The fundamental goal of venture capital firms is to invest in startups and technologies that will provide significant economic returns for the firm. For climate tech VC firms, your technology must help reduce carbon emissions, but the emphasis is still on the scalability and profitability of your product. For example, Buoyant Ventures looks for at least 5x returns on their investments. VC funding is most appropriate for technologies with a clear time horizon to become profitable.
Government funding is ideal for technology that is still in the research and development stage and is not yet ready for commercialization. Unlike VC funding, there is not an expectation of the technology being profitable or scalable;the expectation is to use the funding to conduct research and make improvements on your technology. After receiving the research grant, a potential end goal is selling the technology to a large company. ARPA-E is a common place for government funding in the climate tech space.
Why is this distinction important?
According to Francetic, a key mistake that many VCs and founders have made in the past, and continue to make today, is not understanding when VC funding is a good fit for a product and when it is not. Many technologies in the climate tech space are scientifically groundbreaking but not economically viable or scalable. For these technologies, research grants are more appropriate than VC funding.
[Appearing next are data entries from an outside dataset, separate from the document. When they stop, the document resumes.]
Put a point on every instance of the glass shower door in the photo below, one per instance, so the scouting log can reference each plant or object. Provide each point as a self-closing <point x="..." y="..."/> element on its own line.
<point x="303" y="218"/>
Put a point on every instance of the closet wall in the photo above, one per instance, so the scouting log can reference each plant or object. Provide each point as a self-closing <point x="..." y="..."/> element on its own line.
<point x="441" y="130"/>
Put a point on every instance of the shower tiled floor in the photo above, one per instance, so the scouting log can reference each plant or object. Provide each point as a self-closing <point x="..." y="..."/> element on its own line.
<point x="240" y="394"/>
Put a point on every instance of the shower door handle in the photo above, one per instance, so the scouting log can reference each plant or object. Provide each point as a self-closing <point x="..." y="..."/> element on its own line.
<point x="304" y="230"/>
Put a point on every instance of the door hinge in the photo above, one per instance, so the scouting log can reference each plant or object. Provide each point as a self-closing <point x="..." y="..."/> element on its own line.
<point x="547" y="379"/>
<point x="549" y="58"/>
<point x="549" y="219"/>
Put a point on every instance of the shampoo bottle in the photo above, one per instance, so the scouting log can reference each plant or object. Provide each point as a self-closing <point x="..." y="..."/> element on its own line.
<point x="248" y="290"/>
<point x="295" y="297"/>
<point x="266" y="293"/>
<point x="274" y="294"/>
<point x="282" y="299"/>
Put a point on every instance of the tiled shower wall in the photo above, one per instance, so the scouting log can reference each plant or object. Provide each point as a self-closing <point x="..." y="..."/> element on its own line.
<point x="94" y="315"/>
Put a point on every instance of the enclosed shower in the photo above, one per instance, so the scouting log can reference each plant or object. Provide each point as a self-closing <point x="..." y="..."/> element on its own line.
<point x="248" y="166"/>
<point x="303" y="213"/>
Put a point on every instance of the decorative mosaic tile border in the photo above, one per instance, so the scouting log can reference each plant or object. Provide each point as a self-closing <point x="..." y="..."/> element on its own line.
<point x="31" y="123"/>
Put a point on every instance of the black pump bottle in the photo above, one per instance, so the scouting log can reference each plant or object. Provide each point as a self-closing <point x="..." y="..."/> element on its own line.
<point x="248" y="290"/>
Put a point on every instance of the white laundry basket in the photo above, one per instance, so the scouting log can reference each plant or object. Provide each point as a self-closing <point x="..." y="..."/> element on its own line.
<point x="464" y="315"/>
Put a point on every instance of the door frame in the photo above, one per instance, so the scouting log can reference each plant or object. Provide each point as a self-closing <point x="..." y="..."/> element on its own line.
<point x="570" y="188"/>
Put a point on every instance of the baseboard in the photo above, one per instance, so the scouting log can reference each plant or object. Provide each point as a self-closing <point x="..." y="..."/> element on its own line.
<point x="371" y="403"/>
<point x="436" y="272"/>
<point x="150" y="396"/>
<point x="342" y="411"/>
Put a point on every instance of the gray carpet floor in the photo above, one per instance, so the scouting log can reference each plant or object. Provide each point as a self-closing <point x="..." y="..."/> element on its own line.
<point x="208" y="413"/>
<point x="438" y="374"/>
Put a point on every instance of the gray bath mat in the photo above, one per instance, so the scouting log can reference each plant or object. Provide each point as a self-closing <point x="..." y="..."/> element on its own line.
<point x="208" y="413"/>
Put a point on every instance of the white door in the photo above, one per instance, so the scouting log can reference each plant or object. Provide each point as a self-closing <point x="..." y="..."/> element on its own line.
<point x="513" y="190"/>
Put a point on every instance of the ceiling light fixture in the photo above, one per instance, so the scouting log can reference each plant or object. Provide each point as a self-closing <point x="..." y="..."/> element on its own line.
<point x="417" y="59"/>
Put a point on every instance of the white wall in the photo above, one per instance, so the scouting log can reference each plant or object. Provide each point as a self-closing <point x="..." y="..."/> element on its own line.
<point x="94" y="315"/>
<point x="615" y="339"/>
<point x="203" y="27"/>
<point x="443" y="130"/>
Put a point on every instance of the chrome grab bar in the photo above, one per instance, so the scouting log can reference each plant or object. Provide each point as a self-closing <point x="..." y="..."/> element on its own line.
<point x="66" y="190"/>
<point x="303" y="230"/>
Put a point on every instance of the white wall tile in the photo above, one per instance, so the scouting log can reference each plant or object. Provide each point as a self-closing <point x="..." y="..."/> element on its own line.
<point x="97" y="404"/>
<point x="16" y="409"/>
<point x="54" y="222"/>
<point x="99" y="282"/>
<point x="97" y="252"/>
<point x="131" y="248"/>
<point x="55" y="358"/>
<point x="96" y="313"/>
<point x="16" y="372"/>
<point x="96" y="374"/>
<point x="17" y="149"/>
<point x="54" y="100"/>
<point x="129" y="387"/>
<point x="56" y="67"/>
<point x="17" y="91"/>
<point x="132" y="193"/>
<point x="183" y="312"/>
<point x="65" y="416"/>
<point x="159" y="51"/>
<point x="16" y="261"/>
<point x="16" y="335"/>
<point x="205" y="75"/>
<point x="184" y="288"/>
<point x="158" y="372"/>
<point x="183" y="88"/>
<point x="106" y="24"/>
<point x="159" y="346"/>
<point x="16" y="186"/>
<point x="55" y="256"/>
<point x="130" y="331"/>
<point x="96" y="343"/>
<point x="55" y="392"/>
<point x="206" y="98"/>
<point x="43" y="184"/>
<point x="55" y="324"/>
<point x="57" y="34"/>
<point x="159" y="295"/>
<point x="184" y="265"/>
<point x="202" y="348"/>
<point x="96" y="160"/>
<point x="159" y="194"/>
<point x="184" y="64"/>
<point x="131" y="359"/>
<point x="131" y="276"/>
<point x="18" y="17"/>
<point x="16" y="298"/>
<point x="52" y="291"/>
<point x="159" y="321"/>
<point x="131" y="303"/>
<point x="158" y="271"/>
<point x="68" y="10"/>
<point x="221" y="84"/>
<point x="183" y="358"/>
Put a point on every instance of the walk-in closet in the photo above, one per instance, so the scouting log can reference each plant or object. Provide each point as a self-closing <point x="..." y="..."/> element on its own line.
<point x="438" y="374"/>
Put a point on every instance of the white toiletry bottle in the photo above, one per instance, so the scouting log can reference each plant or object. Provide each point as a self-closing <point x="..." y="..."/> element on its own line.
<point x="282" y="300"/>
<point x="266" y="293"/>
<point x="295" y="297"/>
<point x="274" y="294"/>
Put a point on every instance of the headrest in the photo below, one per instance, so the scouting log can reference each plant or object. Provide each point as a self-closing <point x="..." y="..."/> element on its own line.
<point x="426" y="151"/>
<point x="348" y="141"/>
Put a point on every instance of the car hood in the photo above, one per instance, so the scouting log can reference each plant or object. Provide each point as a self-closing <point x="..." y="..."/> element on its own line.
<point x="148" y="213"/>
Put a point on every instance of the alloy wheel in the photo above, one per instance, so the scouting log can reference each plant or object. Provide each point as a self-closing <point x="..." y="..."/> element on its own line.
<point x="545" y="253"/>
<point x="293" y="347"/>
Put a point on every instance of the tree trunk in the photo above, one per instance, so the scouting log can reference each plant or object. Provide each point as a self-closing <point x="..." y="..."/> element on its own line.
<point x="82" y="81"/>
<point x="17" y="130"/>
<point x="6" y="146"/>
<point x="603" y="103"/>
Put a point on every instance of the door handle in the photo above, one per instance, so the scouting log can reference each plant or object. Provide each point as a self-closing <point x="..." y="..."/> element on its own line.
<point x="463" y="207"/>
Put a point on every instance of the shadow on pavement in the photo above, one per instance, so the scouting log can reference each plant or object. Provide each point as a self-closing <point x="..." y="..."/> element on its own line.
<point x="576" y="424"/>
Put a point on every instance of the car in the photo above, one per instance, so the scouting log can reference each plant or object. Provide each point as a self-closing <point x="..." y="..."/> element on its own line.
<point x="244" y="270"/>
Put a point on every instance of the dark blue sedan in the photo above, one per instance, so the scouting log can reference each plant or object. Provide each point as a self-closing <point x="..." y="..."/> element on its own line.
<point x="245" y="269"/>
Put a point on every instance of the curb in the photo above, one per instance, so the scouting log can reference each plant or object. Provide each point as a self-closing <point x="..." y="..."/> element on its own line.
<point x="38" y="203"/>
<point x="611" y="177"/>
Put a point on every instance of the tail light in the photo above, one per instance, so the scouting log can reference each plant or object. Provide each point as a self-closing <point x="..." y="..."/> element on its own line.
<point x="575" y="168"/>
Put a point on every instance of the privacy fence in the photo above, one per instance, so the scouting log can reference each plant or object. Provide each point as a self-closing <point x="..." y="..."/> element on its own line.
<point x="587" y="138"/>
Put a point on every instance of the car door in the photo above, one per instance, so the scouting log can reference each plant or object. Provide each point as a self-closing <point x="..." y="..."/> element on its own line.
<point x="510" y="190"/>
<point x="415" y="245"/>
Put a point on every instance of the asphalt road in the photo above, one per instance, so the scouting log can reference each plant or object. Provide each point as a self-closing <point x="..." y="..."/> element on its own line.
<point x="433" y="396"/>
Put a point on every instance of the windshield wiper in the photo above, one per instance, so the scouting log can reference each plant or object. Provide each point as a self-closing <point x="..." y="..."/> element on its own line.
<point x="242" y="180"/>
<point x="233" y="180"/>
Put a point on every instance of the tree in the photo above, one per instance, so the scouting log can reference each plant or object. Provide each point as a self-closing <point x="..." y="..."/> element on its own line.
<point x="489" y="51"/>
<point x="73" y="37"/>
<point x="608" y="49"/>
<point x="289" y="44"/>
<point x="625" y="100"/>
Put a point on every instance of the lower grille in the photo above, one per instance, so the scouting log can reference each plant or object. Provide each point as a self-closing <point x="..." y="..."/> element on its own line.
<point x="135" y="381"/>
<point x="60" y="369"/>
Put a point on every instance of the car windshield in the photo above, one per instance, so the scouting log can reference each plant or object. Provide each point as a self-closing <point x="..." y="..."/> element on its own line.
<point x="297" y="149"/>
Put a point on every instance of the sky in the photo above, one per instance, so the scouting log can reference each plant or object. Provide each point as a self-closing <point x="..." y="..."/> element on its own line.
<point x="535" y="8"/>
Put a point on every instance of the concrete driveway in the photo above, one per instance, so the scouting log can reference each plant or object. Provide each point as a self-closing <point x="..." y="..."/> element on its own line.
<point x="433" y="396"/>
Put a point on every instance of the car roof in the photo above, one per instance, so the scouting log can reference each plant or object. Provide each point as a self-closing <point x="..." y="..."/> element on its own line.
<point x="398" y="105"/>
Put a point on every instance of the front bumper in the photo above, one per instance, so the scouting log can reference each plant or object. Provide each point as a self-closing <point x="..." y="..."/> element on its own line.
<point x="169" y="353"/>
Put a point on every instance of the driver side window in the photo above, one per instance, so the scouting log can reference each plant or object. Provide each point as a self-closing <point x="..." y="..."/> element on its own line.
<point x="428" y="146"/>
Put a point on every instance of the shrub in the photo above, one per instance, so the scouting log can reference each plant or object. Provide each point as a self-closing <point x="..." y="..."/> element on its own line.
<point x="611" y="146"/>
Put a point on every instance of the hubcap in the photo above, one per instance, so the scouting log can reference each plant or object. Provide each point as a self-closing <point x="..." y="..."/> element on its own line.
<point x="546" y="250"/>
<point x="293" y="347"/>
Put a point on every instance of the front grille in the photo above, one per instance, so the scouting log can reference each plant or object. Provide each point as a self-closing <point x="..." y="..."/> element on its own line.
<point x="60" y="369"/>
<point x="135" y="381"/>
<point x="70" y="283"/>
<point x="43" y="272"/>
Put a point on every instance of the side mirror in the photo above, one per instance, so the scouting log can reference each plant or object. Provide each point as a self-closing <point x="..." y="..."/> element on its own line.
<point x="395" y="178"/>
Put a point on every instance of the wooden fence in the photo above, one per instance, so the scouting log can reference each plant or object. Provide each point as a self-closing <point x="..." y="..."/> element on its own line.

“We would hate to spend a lot of time coming up with an idea if the approach wasn’t really economically viable. Then it would just be an interesting science project,” says Francetic.
On the flip side, many technologies are ready for commercialization and have the potential to be profitable. These technologies would significantly benefit from VC funding and mentorship.
In summary, it can be difficult to navigate entering the climate tech space. You first need to consider why you want to enter climate tech as opposed to other industries. There are also many different facets to climate tech and different areas for innovation. Knowing what your strengths and your skills are can help you identify which area of innovation to contribute to. Finally, understanding how funding works in climate tech is important so that you can attract the right funding for your startup.